I guess my fundamental point of view though is that I find the QM axioms (minus probability) to be part of an extremely compelling mathematical picture, and the probability-based results to be extremely well tested, all of this so much so that I’m not optimistic you’re going to find room for something different. I’d be a lot more convinced there was a problem here that needed some new ingredient to explain if I had in hand a detailed quantum model of a realistic measurement, and could be sure that the apparent “measurement problem” was real, and not getting resolved in a subtle way.
Peter Woit wrote: “I guess my fundamental point of view though is that I find the QM axioms (minus probability) to be part of an extremely compelling mathematical picture, and the probability-based results to be extremely well tested, all of this so much so that I’m not optimistic you’re going to find room for something different.”
Irreversibility is also extremely well tested, yet, strictly speaking, it is incorrect. The results by Allahverdyan, Balian, Nieuwenhuisen that I quoted show that the projection postulate and the Born rule are good approximations, but still approximations, so they cannot be derived from quantum axioms minus probability as exact laws (let me also note that the projection postulate and the Born rule do not reflect the fact that any measurement requires some time to perform). On the other hand, if one believes that probability-based results are exact laws, one gets some strong results, such as violations of the Bell inequalities in quantum theory, that cannot be proven based on QM axioms minus measurement theory.
As for “room for something different”… It is with some hesitation that I would like to mention mathematical results of my paper http://link.springer.com/content/pdf/10.1140%2Fepjc%2Fs10052-013-2371-4.pdf (Eur. Phys. J. C (2013) 73:2371 ). One of the models I consider there is scalar electrodynamics (Klein-Gordon field minimally interacting with electromagnetic field). It turns out the Klein-Gordon field can be algebraically eliminated (in the unitary gauge), and the resulting equations for the electromagnetic field describe its independent evolution. This local theory can be embedded into a quantum field theory using generalized Carleman linearization. Thus, even if a quantum field theory’s predictions are in agreement with experiments, the results of the experiments can also be explained by a local theory.

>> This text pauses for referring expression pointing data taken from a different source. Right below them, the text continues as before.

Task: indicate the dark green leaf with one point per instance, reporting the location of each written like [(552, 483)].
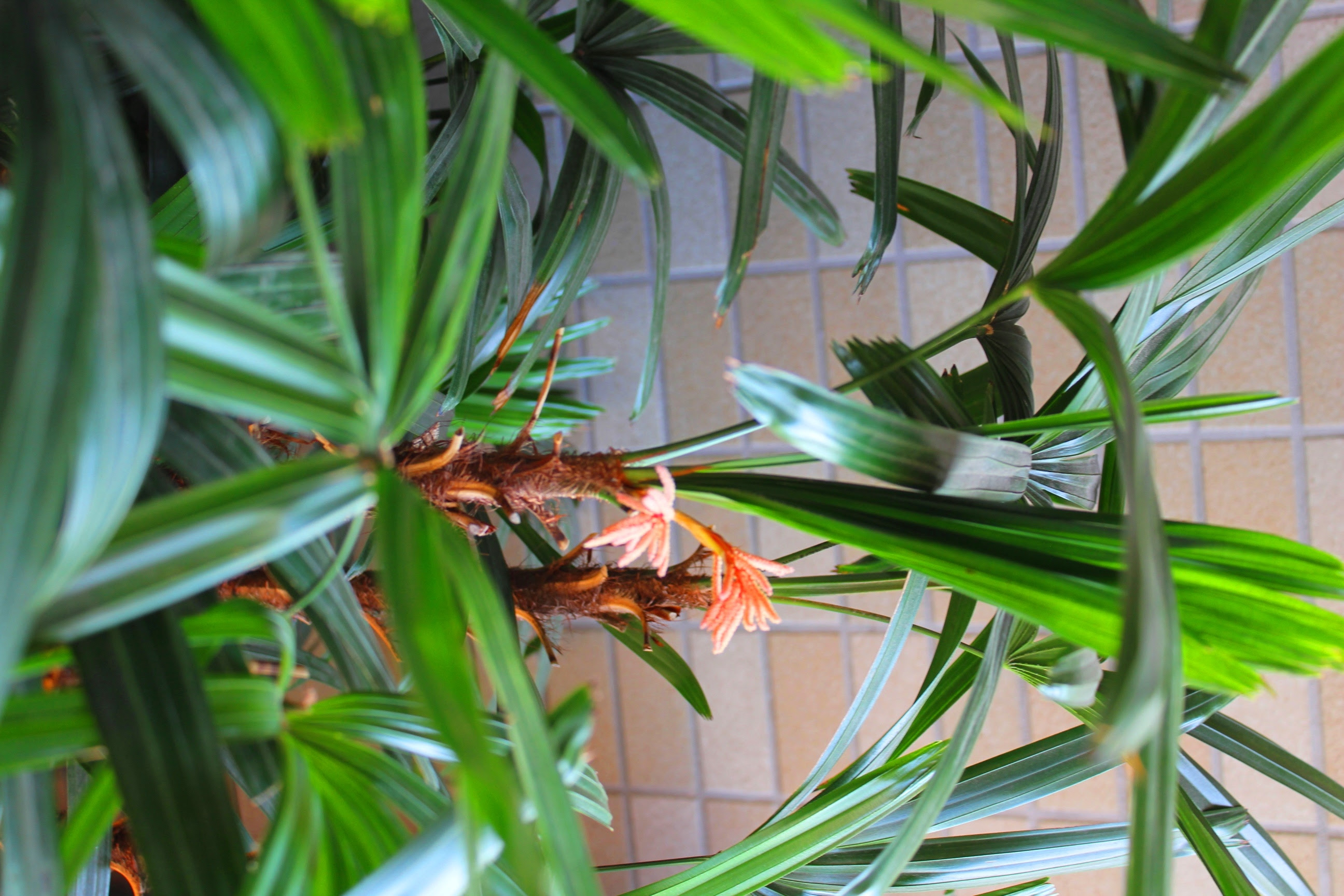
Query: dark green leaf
[(288, 54), (895, 856), (593, 112), (980, 231), (1116, 33), (760, 162), (723, 123), (229, 143), (423, 572), (913, 390), (893, 642), (784, 845), (440, 860), (162, 740), (1172, 410), (1061, 569), (666, 661), (81, 363), (1210, 848), (202, 447), (1018, 777), (990, 860), (457, 246), (1260, 858), (930, 88), (285, 860), (878, 442), (791, 41), (234, 356), (496, 641), (889, 103), (466, 41), (175, 546), (31, 855), (1277, 142), (87, 840), (1264, 755), (378, 194)]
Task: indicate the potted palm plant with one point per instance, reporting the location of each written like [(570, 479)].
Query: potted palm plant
[(278, 363)]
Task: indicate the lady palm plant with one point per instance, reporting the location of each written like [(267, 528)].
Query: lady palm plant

https://arxiv.org/abs/1406.5178 is a bit peculiar from an experimentalists’ perspective… maybe OK but hardly communicative… G. Baym, Lectures on QM, 1969 & 1973, end of chapter 14, much better, at least for those who build experiments. But not sure neutral atoms can be born in EPR-type states… photons present other experimental challenges… would need the equivalent of Baym for the gamma measuring process.
Without practical designs of apparatus, it may be fruitless to speculate.
Goleta Beach,
Stays away from the measurement problem, but for the experimentally inclined, a wonderful book is Haroche and Raimond, Exploring the Quantum
All,
Thanks for pointers that have been very helpful. I’ve added an update to the posting listing some of these. All of this has very much deepened my understanding (as well as my confusion…) about these issues.